I had a sweet BlackBird tweed pedal board. It's great if you have a set of pedals you always use. However, I like to frequently move pedals in and out of the chain. Constantly, buying-selling, trading this pedal for that pedal, switching orders, etc. In that instant a solid top type pedal board is a pain in the ass. I sold it to a friend and bought a $90 "large" pedal board off of Amazon. It's got a slight angle, and little cubby where my power supply fits nice and out of the way. I'm very pleased with the decision I ultimately made.


----------



## GouldyGuitar (Jun 6, 2020)

Love all your posts everyone!
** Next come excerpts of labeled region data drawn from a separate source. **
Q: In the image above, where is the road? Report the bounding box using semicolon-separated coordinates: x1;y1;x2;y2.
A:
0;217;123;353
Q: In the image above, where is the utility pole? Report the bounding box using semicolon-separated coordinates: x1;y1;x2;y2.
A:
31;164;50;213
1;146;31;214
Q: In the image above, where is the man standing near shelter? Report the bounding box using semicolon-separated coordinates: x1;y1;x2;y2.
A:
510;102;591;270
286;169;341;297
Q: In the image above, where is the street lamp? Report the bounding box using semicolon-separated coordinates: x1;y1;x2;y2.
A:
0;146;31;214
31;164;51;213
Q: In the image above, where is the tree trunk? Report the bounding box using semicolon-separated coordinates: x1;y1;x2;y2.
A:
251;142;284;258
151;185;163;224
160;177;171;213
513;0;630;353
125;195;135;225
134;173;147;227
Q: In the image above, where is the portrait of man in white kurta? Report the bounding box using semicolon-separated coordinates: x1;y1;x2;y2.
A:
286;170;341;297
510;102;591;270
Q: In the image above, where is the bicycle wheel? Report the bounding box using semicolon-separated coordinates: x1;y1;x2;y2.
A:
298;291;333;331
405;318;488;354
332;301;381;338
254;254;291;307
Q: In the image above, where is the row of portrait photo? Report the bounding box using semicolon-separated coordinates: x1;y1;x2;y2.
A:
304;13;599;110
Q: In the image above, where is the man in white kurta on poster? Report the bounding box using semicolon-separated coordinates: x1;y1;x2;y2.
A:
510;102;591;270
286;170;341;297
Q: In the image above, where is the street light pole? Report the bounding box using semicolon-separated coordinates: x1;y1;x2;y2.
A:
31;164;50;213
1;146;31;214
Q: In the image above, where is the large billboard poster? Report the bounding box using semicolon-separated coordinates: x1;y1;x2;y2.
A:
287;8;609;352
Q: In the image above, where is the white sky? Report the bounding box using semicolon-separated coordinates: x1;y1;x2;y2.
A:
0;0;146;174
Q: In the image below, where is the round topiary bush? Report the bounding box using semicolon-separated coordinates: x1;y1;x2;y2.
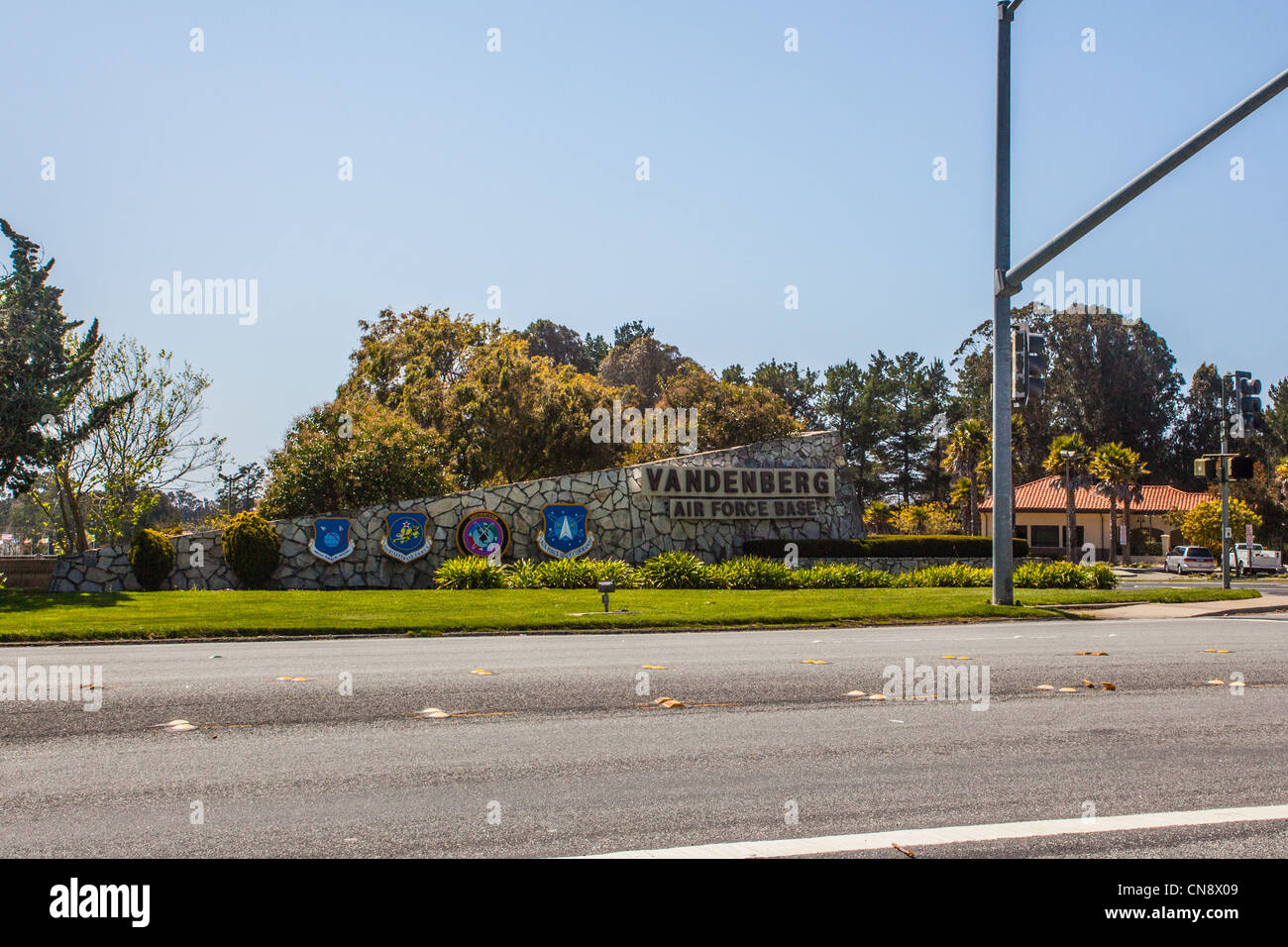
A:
224;510;282;588
130;530;174;591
Very helpful and just cool to see what everyone is using. 

Keep em' coming!


----------



## zztomato (Nov 19, 2010)

I've always just made a board from thick black acrylic. Velcro sticks really well and you can screw some feet on or use stick on feet. 
Small board- I need to clean up the cables. ;


----------



## Alex (Feb 11, 2006)

I have a Hyva board built out of London, ON (pic below) and a big fan of Maple Rocks pedalboards in Acton as well. Another option if you want to avoid cabling, power supplies and keeping a small footprint, JAM Pedals builds custom integrated boards with their pedals. You can build from small (2-3 pedals) to large and any choice of artwork or tolex (at a cost). Pic attached of an example. The caveat being is that you have to like their pedals which I do. I have one on order due in the next few months.


----------



## GouldyGuitar (Jun 6, 2020)

Alex said:


> I have a Hyva board built out of London, ON (pic below) and a big fan of Maple Rocks pedalboards in Acton as well. Another option if you want to avoid cabling, power supplies and keeping a small footprint, JAM Pedals builds custom integrated boards with their pedals. You can build from small (2-3 pedals) to large and any choice of artwork or tolex (at a cost). Pic attached of an example. The caveat being is that you have to like their pedals which I do. I have one on order due in the next few months.
> 
> View attachment 351878
> View attachment 351879


That Hyva board is beautiful! What model and options did you opt for? I've seen his work and it looks great!
Also love that protein pedal, I've been looking for one on the used market for myself! I also use the gigrig 
quartermaster and love it. Mine is the 4 loop model. How are you liking yours?

Cheers!


----------



## SWLABR (Nov 7, 2017)

I'm in the same camp as "all the pedals I need, +1". It seems just as I've figured it out and settled on what I want/need, one more comes along. 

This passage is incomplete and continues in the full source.